CAIRO (AP) — An Egyptian court on Sunday said Muslim Brotherhood members conspired with Hamas, Hezbollah and local militants to storm a prison in 2011 and free 34 Brotherhood leaders, including the future President Mohammed Morsi.
The court statement read by judge Khaled Mahgoub named two members of Morsi's Muslim Brotherhood — Ibrahim Haggag and Sayed Ayad — to be among the alleged conspirators in the attack on Wadi el-Natroun prison on Jan. 29, 2011.
It is the first statement by a court that holds members of the Brotherhood, Hamas and Hezbollah responsible for the attack on Wadi el-Natroun and two other prisons in which members of the Palestinian and Lebanese groups were held.
Morsi and other Brotherhood leaders have maintained that they were freed by local residents. Hamas, the Palestinian chapter of the Brotherhood, has denied involvement in the attacks on prisons.
The prison breaks took place during the 18-day popular uprising that toppled the 29-year regime of autocrat Hosni Mubarak. The breaks led to a flood of some 23,000 criminals onto the streets, fueling a crime wave that continues to this day. Among those who escaped were around 40 members of Hamas and Hezbollah as well as the 34 Brotherhood leaders.
A total of 26 top police, prison and intelligence officials have testified before the court, which held its hearings in the Suez Canal city of Ismailia. Some gave their testimony in closed session.

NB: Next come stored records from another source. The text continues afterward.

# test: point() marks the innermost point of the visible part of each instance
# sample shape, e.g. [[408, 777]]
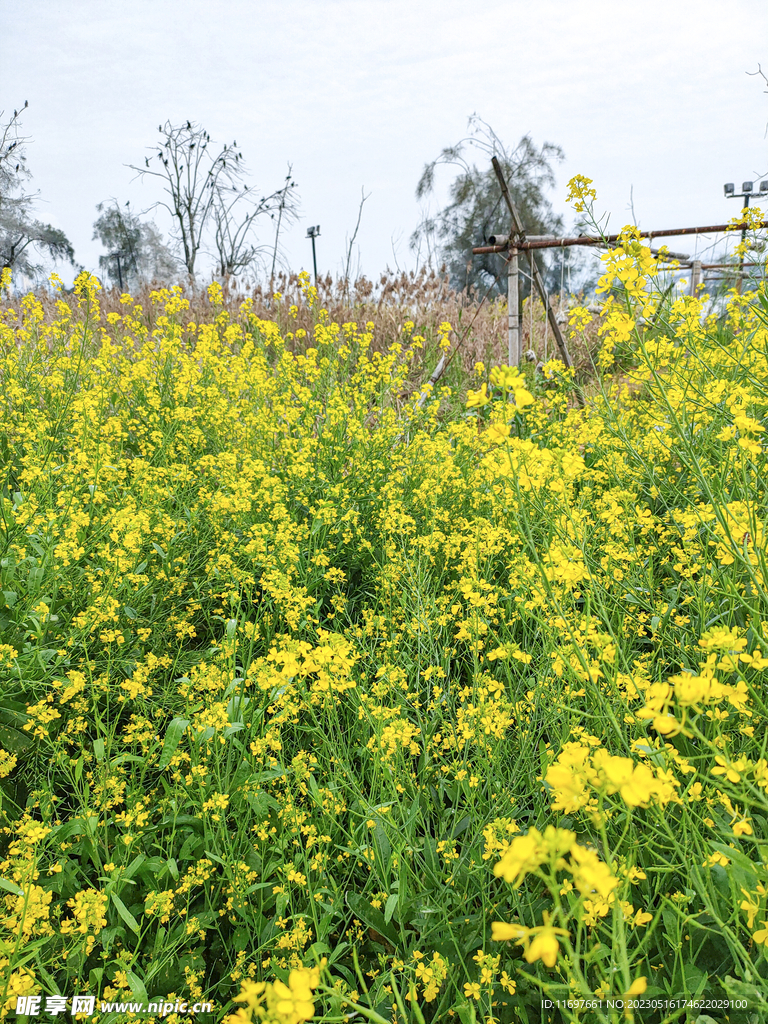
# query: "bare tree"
[[233, 230], [135, 251], [205, 187], [364, 199], [475, 209], [288, 209], [193, 176], [22, 236]]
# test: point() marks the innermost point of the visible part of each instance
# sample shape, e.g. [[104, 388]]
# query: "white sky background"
[[355, 93]]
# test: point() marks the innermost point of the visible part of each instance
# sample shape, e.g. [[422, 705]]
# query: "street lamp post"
[[745, 194], [313, 232]]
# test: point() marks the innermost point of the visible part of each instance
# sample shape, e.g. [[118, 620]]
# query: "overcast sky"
[[652, 97]]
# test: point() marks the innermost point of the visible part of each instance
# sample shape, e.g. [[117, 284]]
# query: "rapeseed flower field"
[[326, 700]]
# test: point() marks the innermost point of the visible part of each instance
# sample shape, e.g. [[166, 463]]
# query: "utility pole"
[[313, 232], [695, 276], [518, 235]]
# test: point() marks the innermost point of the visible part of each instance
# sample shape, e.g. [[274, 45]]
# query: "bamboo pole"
[[535, 273]]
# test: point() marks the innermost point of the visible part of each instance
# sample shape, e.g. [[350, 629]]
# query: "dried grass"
[[424, 297]]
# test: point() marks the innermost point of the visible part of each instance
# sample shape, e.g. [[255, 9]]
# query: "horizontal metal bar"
[[590, 240]]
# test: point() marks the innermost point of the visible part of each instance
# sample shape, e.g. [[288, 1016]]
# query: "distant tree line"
[[215, 212]]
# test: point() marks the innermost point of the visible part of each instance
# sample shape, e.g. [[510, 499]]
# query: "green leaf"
[[125, 913], [373, 918], [137, 987], [390, 906], [173, 735]]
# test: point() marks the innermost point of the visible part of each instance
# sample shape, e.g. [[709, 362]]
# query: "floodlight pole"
[[117, 255], [745, 194], [313, 232], [513, 305]]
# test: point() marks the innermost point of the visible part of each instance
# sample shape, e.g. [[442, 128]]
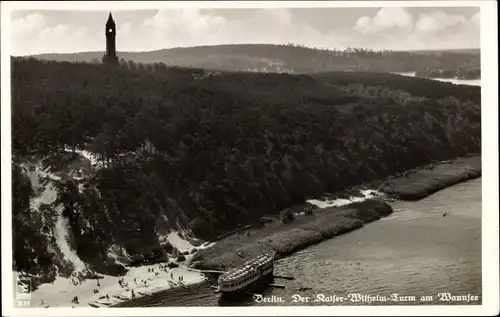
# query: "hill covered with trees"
[[205, 151], [300, 59]]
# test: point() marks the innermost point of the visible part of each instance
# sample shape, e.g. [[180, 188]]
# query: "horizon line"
[[254, 44]]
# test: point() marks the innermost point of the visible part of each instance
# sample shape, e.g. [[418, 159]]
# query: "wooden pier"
[[285, 277]]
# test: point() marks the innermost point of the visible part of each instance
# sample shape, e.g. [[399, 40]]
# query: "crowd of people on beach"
[[123, 284]]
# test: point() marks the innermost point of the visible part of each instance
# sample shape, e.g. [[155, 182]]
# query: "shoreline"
[[142, 280], [283, 239]]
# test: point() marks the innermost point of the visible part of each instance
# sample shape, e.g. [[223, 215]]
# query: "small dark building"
[[110, 57]]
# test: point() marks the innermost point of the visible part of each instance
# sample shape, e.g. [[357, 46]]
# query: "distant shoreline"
[[415, 184]]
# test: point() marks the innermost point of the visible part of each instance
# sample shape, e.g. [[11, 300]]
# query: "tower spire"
[[110, 56]]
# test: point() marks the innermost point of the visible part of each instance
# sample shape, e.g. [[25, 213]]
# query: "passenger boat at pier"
[[252, 274]]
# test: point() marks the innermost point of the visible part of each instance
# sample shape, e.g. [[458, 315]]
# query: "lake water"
[[424, 248], [472, 82], [417, 251]]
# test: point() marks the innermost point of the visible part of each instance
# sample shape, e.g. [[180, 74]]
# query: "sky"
[[414, 28]]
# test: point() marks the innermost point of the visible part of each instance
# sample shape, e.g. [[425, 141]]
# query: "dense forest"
[[209, 151], [300, 59]]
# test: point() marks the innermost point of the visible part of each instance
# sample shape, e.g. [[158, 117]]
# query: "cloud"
[[386, 19], [396, 28], [27, 24]]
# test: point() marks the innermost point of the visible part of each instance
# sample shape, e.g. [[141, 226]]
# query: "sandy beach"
[[140, 281], [112, 290]]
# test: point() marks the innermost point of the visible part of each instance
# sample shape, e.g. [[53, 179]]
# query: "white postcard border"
[[489, 113]]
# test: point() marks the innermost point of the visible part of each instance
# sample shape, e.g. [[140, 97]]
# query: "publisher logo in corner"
[[23, 291]]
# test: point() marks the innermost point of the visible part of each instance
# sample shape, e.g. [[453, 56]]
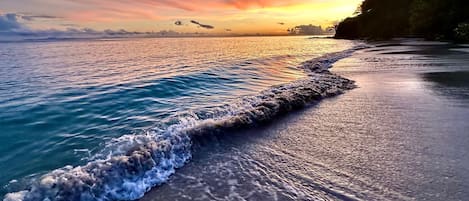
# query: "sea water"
[[110, 119]]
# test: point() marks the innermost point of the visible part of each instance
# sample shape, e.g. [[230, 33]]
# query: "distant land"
[[431, 19]]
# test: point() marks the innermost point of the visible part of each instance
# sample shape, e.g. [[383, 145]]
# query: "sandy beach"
[[400, 135]]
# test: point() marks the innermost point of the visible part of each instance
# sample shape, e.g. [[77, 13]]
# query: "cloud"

The case began in January when a former inmate appealed a three-month sentence passed by a lower court that convicted him of escaping Wadi el-Natroun. The defendant was acquitted by judge Mahgoub, who on Sunday referred the testimonies and evidence gathered during the trial on the jailbreak at Wadi el-Natroun to prosecutors to investigate.
In Egypt's polarized political climate, Morsi's opponents have been using his escape from Wadi el-Natroun against him, saying friends of the Brotherhood violated the country's security and fed its instability. The eagerness of some in the intelligence and security agencies to blame Hamas could in part reflect resentment of the Brotherhood's ties with the militant group, which they have long seen as a threat.
The Wadi el-Natroun prison in which Morsi and his Brotherhood comrades were held is part of a four-jail complex northwest of Cairo. A total of 11,171 inmates were released from the complex. Thirteen inmates were also killed, according to Mahgoub, who said the attackers used machine-guns mounted on pickup trucks and SUVs as well as huge earth-moving vehicles that demolished parts of the walls and gates.